Descarga VIRTUS

Virtus te ayuda a alcanzar tu mejor versión día a día

Confesión en Nuestra Señora de Fátima en Gijón – Asturias

La confesión es una experiencia directa con Jesús, un gesto de misericordia divina que nos ofrece la limpieza del alma, la paz interior y una oportunidad para renacer. En la parroquia Nuestra Señora de Fátima, te esperan con acogida sincera.

Parroquia Nuestra Señora de Fátima

Tu comunidad de fe en Gijón – Asturias

Ubicación de Nuestra Señora de Fátima

33213 Manuel R. Álvarez, 2,La Calzada
Gijón – Asturias

Contacto de Nuestra Señora de Fátima

Tlfn: 985321232

La importancia del perdón sacramental

Todo un sacramento colmado de caridad y piedad divina.

Institución por Jesucristo

Jesucristo mismo instituyó este sacramento cuando se dirigió a sus apóstoles diciendo: «A quienes perdonéis los pecados, les serán perdonados; a quienes no se los perdonéis, no les serán perdonados» (Juan 20:22-23). Desde los primeros tiempos, la Iglesia ha conservado este sacramento como una expresión palpable de la misericordia eterna de Dios.

Un encuentro íntimo con Jesús

La reconciliación no es simplemente un trámite. Es un encuentro verdadero con el Señor, quien obra mediante el sacerdote. En este sacramento, vivimos de manera directa la misericordia de Dios, la ternura inagotable de Dios que nos acoge con nuestras debilidades y pecados, con nuestras fragilidades y errores.

Un inicio renovado

Toda confesión es una ocasión para reiniciar el camino y vivir en las virtudes católicas y en oracion.(como el rosario).Sin importar nuestras caídas, el Señor siempre está listo para levantarnos. La penitencia nos alivia del peso que deja el pecado y nos abre el camino para vivir con esperanza y auténtica alegría, confiando en el amor incondicional de Dios Padre.

Preguntas frecuentes sobre la confesión en Gijón – Asturias

¿Qué es la confesión?

La confesión, igualmente llamada penitencia o sacramento de la reconciliación, es un sacramento establecido por Jesús para otorgar el perdón de los pecados posteriores al Bautismo. Es un momento de encuentro con Jesús por medio del sacerdote, donde {el penitente confiesa sus pecados y recibe la absolución divina|quien se confiesa entrega sus faltas y recibe el perdón de Dios|el creyente confiesa sus pecados y obtien

El ministro actúa como Cristo mismo, no para condenar, sino como instrumento de la misericordia divina.
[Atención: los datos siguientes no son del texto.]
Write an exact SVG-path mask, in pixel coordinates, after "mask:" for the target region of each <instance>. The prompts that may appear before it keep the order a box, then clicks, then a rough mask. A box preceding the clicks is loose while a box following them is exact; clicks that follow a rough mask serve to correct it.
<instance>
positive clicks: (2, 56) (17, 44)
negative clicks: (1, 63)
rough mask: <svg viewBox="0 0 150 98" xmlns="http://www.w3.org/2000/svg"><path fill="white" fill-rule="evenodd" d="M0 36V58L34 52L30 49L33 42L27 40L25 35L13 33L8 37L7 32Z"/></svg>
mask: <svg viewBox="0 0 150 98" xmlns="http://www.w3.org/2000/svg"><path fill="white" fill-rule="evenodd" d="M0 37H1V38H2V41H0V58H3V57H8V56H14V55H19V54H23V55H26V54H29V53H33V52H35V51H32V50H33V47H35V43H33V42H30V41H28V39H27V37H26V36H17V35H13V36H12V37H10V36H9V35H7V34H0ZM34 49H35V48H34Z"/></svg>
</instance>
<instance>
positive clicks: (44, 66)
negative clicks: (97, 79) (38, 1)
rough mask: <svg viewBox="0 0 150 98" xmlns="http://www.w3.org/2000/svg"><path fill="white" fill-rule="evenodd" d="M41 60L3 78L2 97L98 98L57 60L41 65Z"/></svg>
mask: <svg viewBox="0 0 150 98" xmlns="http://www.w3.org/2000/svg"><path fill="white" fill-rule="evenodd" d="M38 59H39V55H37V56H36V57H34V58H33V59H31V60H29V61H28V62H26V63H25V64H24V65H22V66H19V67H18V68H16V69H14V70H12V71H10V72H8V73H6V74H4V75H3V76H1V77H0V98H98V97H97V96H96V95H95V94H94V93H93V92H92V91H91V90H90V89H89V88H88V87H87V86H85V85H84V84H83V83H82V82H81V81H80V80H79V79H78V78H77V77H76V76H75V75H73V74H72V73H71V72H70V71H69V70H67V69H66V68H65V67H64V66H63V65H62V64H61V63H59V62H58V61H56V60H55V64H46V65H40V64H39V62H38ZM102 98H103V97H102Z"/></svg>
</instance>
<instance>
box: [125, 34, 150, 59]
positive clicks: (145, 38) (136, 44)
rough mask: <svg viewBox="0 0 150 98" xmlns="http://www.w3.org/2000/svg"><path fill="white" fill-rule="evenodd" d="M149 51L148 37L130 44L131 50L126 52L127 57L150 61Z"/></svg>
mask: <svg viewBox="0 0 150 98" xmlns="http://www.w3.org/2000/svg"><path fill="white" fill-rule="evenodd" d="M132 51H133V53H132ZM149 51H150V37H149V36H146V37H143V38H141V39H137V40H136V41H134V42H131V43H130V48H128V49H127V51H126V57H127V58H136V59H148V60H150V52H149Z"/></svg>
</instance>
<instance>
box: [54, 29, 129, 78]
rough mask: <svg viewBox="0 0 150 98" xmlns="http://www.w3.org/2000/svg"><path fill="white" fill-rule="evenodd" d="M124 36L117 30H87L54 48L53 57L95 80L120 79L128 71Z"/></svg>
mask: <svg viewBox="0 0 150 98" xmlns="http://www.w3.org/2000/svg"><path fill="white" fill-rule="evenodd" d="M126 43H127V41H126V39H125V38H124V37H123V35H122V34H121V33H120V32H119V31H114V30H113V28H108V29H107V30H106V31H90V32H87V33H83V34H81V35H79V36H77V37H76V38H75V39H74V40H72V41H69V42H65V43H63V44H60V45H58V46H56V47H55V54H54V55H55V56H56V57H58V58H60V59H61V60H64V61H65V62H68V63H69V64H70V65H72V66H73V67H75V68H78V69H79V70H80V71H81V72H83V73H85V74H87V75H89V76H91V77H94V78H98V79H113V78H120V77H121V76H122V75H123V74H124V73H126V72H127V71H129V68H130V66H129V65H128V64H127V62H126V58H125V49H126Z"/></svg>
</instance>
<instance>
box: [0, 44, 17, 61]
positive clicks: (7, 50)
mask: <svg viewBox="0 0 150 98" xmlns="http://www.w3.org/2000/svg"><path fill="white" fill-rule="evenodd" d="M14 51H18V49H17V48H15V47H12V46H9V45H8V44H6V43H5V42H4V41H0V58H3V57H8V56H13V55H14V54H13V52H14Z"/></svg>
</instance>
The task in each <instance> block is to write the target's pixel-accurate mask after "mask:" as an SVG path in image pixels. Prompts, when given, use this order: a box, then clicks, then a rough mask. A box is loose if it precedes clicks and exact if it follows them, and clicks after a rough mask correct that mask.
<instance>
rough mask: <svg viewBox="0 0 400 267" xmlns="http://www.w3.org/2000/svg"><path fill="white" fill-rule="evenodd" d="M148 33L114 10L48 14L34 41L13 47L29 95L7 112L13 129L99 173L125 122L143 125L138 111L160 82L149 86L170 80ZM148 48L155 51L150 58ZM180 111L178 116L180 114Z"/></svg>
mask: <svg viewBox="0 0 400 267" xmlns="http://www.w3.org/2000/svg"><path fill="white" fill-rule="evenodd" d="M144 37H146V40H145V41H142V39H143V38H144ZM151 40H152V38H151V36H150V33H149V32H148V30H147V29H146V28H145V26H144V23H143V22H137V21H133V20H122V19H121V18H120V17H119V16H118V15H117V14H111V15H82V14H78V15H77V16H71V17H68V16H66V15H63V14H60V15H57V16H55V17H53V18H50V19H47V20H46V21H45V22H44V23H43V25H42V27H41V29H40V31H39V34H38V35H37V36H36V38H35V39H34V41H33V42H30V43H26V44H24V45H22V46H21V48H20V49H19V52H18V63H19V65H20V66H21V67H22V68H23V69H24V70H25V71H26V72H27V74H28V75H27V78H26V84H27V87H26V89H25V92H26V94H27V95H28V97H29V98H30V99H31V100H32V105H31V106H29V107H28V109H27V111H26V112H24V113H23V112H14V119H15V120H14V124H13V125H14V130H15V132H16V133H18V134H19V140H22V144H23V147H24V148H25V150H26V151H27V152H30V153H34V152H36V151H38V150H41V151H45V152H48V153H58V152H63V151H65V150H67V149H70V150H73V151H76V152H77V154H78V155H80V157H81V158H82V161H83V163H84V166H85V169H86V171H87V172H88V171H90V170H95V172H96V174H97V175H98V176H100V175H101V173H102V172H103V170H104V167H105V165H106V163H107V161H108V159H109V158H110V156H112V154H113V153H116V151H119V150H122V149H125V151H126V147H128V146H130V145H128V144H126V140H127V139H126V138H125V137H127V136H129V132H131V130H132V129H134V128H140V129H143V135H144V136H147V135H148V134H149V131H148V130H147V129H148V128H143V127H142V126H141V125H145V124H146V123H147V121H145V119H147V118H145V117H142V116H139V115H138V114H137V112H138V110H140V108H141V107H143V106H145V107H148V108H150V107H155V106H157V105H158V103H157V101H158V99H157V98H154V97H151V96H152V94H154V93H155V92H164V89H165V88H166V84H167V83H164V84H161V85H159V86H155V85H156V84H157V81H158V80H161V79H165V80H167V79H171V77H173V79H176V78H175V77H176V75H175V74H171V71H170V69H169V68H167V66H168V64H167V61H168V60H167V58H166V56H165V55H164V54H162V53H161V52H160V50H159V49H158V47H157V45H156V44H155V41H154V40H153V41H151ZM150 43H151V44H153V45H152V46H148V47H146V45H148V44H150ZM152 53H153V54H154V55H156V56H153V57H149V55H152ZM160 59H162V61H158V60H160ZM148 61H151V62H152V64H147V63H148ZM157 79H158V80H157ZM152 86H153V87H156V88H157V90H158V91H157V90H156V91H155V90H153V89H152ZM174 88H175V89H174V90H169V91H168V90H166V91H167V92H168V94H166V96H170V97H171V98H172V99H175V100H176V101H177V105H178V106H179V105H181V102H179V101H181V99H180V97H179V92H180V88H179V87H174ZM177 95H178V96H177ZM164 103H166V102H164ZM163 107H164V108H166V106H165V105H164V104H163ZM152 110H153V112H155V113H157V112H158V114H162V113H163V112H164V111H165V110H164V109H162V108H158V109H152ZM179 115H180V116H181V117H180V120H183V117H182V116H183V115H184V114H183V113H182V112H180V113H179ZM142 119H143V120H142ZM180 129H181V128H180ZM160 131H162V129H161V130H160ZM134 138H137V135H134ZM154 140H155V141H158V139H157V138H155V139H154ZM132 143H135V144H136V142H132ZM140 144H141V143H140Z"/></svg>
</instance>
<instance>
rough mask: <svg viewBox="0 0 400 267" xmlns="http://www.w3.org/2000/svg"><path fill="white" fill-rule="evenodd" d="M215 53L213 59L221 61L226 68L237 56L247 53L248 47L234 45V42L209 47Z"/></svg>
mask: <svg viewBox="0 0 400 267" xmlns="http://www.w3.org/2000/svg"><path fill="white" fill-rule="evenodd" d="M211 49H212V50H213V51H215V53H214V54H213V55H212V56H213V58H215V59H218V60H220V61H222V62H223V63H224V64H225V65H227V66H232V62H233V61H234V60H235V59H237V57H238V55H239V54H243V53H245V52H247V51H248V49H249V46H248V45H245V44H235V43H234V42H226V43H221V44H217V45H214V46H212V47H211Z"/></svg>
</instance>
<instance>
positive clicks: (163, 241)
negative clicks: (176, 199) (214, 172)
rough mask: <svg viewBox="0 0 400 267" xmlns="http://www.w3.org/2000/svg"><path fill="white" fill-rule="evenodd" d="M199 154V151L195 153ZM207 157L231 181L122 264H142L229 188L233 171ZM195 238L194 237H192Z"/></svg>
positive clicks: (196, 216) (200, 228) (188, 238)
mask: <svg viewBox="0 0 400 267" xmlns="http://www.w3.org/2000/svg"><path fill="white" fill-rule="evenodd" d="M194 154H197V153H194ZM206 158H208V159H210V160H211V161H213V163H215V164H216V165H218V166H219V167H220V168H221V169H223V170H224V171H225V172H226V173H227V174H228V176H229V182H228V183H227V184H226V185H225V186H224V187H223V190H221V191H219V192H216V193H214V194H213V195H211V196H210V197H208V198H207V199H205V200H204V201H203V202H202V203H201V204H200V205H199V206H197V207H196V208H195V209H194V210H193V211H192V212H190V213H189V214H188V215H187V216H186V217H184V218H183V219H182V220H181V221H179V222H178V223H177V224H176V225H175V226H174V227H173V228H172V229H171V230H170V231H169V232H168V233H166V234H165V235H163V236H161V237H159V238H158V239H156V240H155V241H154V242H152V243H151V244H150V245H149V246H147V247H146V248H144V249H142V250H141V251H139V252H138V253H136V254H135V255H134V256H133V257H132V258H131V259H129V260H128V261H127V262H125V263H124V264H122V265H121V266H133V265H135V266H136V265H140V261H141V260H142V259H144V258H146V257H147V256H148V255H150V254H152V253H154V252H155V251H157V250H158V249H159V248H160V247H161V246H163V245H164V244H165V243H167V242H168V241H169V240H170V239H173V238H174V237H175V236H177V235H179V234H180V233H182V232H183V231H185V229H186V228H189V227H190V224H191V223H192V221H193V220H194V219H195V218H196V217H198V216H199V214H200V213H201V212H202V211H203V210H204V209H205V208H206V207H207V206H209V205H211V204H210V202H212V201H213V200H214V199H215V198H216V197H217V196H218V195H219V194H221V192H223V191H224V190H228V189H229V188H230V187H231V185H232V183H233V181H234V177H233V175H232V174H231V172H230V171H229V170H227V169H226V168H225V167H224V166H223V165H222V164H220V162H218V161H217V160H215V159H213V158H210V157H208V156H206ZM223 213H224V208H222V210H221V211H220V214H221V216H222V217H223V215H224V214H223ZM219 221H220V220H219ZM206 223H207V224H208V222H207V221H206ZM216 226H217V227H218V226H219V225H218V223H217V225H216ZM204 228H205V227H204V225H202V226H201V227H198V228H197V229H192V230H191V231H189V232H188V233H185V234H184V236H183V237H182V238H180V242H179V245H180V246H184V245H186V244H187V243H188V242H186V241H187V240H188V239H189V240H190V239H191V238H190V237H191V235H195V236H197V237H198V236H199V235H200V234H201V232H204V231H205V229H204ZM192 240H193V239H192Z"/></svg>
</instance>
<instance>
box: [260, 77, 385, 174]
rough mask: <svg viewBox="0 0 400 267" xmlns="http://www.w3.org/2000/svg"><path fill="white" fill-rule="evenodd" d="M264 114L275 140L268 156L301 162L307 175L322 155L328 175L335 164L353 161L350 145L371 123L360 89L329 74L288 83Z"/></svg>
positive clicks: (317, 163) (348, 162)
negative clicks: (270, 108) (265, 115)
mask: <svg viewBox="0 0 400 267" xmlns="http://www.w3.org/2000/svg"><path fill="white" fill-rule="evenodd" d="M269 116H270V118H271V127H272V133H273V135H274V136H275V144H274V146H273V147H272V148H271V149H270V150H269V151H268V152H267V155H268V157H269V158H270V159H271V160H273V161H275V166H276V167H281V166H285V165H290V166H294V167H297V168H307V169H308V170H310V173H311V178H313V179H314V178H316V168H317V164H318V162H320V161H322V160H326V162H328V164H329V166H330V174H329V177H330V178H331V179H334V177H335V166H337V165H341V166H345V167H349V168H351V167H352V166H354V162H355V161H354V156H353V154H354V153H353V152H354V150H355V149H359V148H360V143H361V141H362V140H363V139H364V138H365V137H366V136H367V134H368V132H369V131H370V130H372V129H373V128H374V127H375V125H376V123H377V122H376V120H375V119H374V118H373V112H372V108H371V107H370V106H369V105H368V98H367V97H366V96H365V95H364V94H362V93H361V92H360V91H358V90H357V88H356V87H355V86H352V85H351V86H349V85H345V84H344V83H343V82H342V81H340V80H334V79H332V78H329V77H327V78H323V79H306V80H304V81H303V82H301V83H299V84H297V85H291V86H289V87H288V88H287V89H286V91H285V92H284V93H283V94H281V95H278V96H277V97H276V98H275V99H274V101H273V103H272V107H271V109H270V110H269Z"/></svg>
La Iglesia primitiva ya practicaba esto y la ha preservado hasta hoy.

Cuatro etapas:
1) Examen de conciencia: reflexiona sobre tus pecados.
2) Arrepentimiento: ten tristeza profunda por tus errores.
3) Intención de cambiar: comprométete a no reincidir en el pecado.
4) Confesión: confiesa tus errores al sacerdote y recibe la penitencia y el perdón divino.

La Iglesia establece la obligación de confesarse al menos una vez al año ante un pecado mortal. Sin embargo, conviene confesarse frecuentemente (mensual o cada dos meses) para crecer en santidad y mantener la comunión con Dios. Es una expresión de amor y no una carga.

No se requiere recordar cada aspecto de tus faltas. Lo importante es la sinceridad y el arrepentimiento. Si se te olvida algún pecado, podrás confesarlo la próxima vez. Dios conoce tu corazón y tu intención de arrepentirte genuinamente.

Claro que sí, sin duda. El sigilo sacramental es absoluto. El sacerdote está sujeto a la ley divina y eclesiástica para guardar estrictamente el secreto de la confesión. Esto es un derecho fundamental del penitente y una garantía de libertad espiritual.